However, while in Constantinople, he meets Ana (Charlotte Le Bon), an Armenian who was raised in Paris, and they develop feelings for each other, although she is in a relationship with American Associated Press reporter Chris (Christian Bale).
Their burgeoning relationship is sidelined when Armenians are rounded up and either detained, killed or 'relocated'.
Mikael is captured, but manages to escape from his labour camp and return to his home village, where he becomes torn between his duty to his promised wife and Ana.
The film is ambitious and aims to be a sweeping romantic epic, with the three players in the love triangle reunited, separated, then reunited again in a multitude of locations. This slows the pacing of the movie and makes it feel much longer than it is.
The love story is supposed to help viewers feel more emotionally connected to the horrific events but it is actually distracting.

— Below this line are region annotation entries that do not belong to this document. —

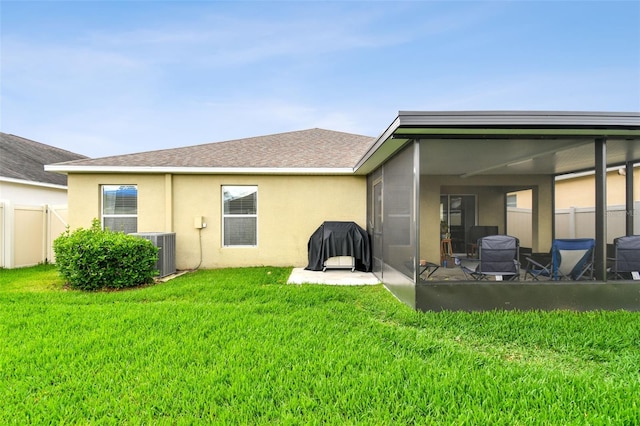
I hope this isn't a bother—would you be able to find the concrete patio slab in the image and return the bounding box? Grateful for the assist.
[287,268,380,285]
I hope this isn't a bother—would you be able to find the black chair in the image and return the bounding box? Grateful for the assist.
[610,235,640,280]
[460,235,520,281]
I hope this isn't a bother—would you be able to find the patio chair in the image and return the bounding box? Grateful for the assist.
[524,238,596,281]
[610,235,640,280]
[460,235,520,281]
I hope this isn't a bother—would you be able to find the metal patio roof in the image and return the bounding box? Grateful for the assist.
[355,111,640,177]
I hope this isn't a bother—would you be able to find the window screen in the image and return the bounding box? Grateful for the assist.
[102,185,138,234]
[222,186,258,246]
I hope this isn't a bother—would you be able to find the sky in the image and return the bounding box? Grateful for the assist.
[0,0,640,157]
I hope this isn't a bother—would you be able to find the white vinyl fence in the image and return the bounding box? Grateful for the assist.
[507,202,640,247]
[0,201,67,269]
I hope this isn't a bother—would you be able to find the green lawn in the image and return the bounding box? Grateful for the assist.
[0,266,640,425]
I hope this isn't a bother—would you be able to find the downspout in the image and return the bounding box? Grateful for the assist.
[593,137,607,281]
[625,161,635,235]
[413,139,420,286]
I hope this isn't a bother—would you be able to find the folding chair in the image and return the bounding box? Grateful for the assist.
[460,235,520,281]
[524,238,596,280]
[551,238,596,281]
[610,235,640,280]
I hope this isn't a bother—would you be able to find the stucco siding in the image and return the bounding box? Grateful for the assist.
[69,174,366,269]
[556,168,640,209]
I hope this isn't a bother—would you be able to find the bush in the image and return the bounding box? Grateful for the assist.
[53,219,158,290]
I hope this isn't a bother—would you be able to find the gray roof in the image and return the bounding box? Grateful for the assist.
[55,129,375,170]
[0,132,87,186]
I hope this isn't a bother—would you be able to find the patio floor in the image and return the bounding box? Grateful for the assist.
[287,268,380,285]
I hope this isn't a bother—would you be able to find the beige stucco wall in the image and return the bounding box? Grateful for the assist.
[556,168,640,209]
[68,174,366,269]
[420,175,553,262]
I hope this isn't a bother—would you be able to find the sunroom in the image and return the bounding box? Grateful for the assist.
[356,111,640,311]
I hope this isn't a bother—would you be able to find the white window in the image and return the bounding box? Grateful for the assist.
[222,186,258,247]
[102,185,138,234]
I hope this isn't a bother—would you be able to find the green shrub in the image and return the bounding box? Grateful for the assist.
[53,219,158,290]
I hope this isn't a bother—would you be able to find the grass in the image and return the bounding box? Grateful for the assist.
[0,266,640,425]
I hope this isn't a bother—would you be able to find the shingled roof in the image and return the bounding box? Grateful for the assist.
[0,132,87,186]
[49,129,375,171]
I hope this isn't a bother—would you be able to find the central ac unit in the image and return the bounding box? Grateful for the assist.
[129,232,176,278]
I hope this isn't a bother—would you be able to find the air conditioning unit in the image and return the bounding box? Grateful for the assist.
[129,232,176,278]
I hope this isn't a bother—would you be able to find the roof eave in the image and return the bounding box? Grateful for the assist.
[45,164,354,175]
[0,176,67,190]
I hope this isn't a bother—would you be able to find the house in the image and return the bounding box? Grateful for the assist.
[46,111,640,309]
[0,133,87,268]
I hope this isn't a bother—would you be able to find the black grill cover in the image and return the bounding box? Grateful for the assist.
[305,222,371,272]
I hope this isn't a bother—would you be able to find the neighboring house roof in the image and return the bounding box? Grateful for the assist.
[47,128,375,173]
[0,132,87,186]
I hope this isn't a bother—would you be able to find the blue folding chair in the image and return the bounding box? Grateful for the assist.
[525,238,596,280]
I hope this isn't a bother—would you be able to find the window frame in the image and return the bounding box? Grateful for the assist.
[220,185,258,248]
[100,184,140,233]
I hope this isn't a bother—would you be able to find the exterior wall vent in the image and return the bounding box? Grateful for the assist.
[129,232,176,278]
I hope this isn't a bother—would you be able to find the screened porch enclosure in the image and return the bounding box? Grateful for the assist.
[360,112,640,310]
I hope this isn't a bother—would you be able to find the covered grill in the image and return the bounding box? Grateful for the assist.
[305,222,371,272]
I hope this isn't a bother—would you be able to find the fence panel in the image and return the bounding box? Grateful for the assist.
[0,201,67,268]
[13,205,46,268]
[47,206,69,263]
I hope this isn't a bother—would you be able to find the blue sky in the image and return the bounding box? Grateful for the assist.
[0,0,640,157]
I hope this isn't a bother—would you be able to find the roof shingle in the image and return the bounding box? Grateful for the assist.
[52,129,375,168]
[0,132,87,186]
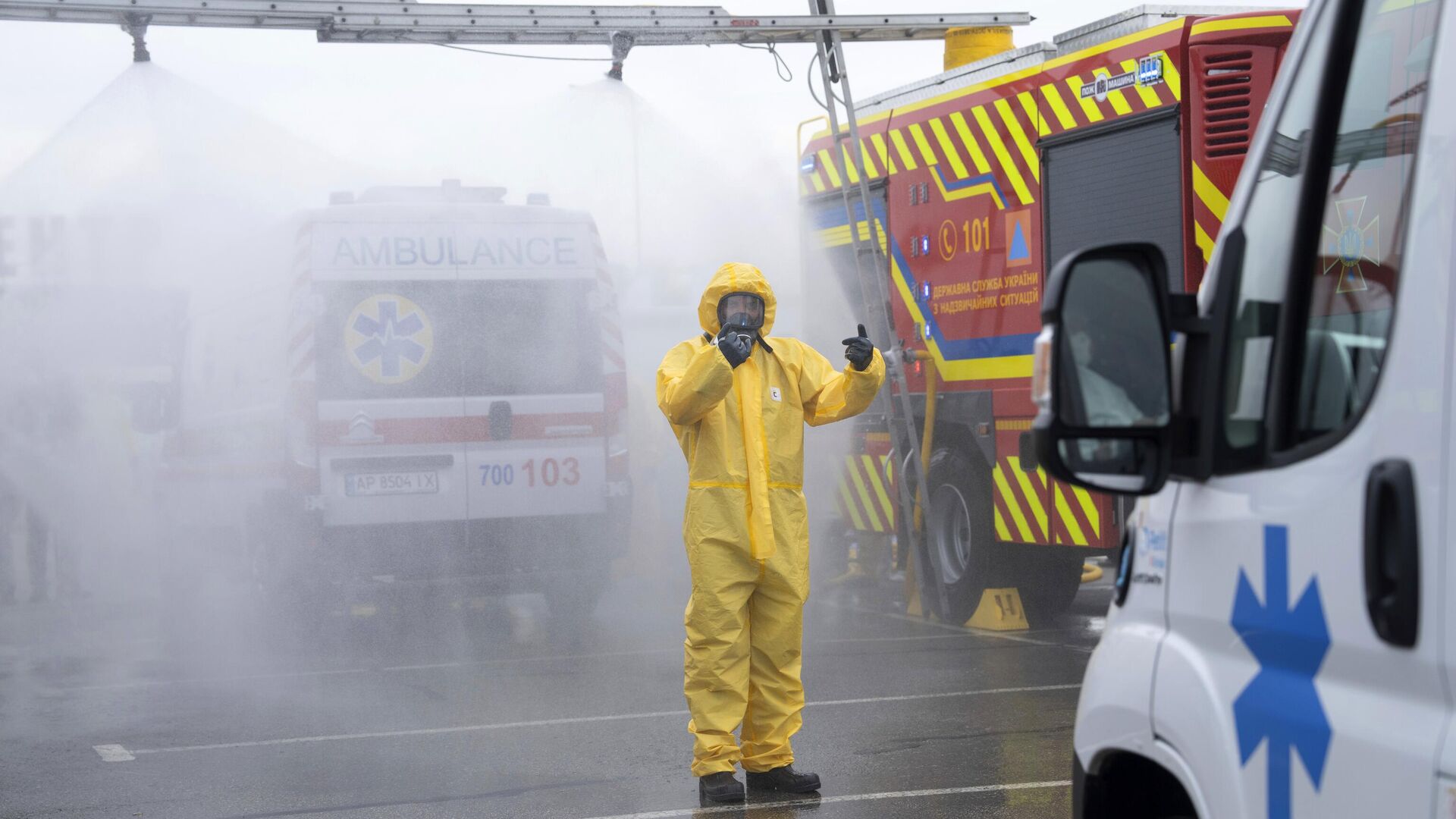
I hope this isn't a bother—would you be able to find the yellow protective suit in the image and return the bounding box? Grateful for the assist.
[657,262,885,777]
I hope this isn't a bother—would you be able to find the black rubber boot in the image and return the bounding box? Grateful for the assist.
[748,765,820,792]
[698,771,745,802]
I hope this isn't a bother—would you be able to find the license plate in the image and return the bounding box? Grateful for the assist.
[344,472,440,497]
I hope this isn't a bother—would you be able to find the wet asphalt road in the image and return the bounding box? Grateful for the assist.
[0,568,1111,819]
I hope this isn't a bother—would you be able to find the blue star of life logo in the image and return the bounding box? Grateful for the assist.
[344,294,434,383]
[1230,526,1332,819]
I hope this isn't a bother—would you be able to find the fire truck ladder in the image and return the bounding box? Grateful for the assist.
[0,0,1031,79]
[808,0,949,612]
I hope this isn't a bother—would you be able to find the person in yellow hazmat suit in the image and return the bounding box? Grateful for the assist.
[657,262,885,802]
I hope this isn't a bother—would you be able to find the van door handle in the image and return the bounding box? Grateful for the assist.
[1364,459,1421,648]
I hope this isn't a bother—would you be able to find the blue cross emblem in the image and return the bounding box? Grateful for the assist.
[353,299,428,379]
[1230,526,1332,819]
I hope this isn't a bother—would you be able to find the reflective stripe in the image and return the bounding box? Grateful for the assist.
[1016,90,1051,137]
[1192,221,1213,262]
[971,105,1037,204]
[910,122,937,168]
[1072,487,1102,539]
[890,128,920,171]
[869,134,900,177]
[951,111,992,174]
[1051,484,1087,547]
[992,463,1035,541]
[849,451,883,532]
[930,117,968,179]
[1190,13,1292,36]
[839,481,864,529]
[1192,162,1228,223]
[996,99,1041,182]
[1041,83,1078,128]
[859,455,896,525]
[818,149,839,188]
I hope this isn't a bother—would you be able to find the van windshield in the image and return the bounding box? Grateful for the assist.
[315,278,601,400]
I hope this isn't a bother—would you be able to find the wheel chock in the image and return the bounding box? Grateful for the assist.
[965,587,1031,631]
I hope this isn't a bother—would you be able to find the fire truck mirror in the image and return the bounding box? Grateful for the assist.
[1035,245,1172,494]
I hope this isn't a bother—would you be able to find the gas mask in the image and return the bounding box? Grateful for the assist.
[718,293,763,344]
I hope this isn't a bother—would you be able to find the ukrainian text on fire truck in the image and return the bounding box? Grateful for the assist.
[930,271,1041,316]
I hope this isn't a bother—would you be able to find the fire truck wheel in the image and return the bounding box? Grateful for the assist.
[1015,557,1082,625]
[924,447,993,623]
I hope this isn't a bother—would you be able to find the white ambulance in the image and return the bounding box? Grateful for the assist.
[173,180,630,612]
[1034,0,1456,819]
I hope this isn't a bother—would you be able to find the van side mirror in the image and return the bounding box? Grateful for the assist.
[1032,243,1172,495]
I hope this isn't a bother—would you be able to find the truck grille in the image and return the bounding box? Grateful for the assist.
[1198,49,1254,158]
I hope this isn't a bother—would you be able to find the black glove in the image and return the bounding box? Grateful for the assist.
[840,325,875,372]
[718,326,753,369]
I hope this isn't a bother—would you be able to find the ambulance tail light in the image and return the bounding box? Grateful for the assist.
[1031,325,1057,413]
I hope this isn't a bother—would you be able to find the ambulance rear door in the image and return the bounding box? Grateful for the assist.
[312,217,473,526]
[456,210,609,521]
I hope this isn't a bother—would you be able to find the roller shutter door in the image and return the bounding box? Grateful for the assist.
[1043,109,1184,293]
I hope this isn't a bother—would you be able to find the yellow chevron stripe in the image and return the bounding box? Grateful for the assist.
[1041,83,1078,130]
[1006,455,1050,542]
[861,455,896,526]
[890,128,920,171]
[1016,90,1051,137]
[818,149,839,188]
[994,507,1010,541]
[840,144,859,185]
[1188,13,1292,36]
[1150,51,1182,102]
[1067,76,1102,122]
[910,122,937,168]
[859,140,880,179]
[869,134,900,177]
[996,98,1041,182]
[1192,162,1228,223]
[849,459,885,532]
[1192,221,1213,262]
[839,478,864,529]
[992,463,1037,542]
[971,105,1037,204]
[1051,484,1087,547]
[1106,87,1133,117]
[951,111,992,174]
[1122,60,1163,108]
[930,167,1006,210]
[930,117,967,179]
[1072,487,1102,538]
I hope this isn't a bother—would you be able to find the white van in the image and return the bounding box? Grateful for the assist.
[169,180,630,613]
[1034,0,1456,819]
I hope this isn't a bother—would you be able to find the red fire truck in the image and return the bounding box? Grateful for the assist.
[799,6,1299,623]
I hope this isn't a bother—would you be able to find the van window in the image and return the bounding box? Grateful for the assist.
[1290,2,1440,443]
[460,278,603,395]
[1223,0,1440,466]
[315,278,603,400]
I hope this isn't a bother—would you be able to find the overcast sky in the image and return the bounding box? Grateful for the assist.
[0,0,1298,182]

The romance between Mikael and Ana never feels entirely convincing and it’s hard for the viewer to care whether they ended up together or not.
Isaac’s performance is rather melodramatic, overplaying the emotion, while Le Bon is charming and the heart of the film. Bale puts in the most convincing and subtly powerful performance as the jilted party who is also being persecuted for reporting the crimes.
It’s a shame so much of the film's focus is on the love triangle, because the treatment of Armenians as a whole was far more important, hard-hitting and fascinating from a historical perspective.
Towards the end, viewers get more of a picture of the scale of the genocide and how many people it affected, especially when Ana tries to help orphaned children flee the country, but the romance had taken up so much time and concentration by that point that these scenes did not pack the emotional punch they deserved.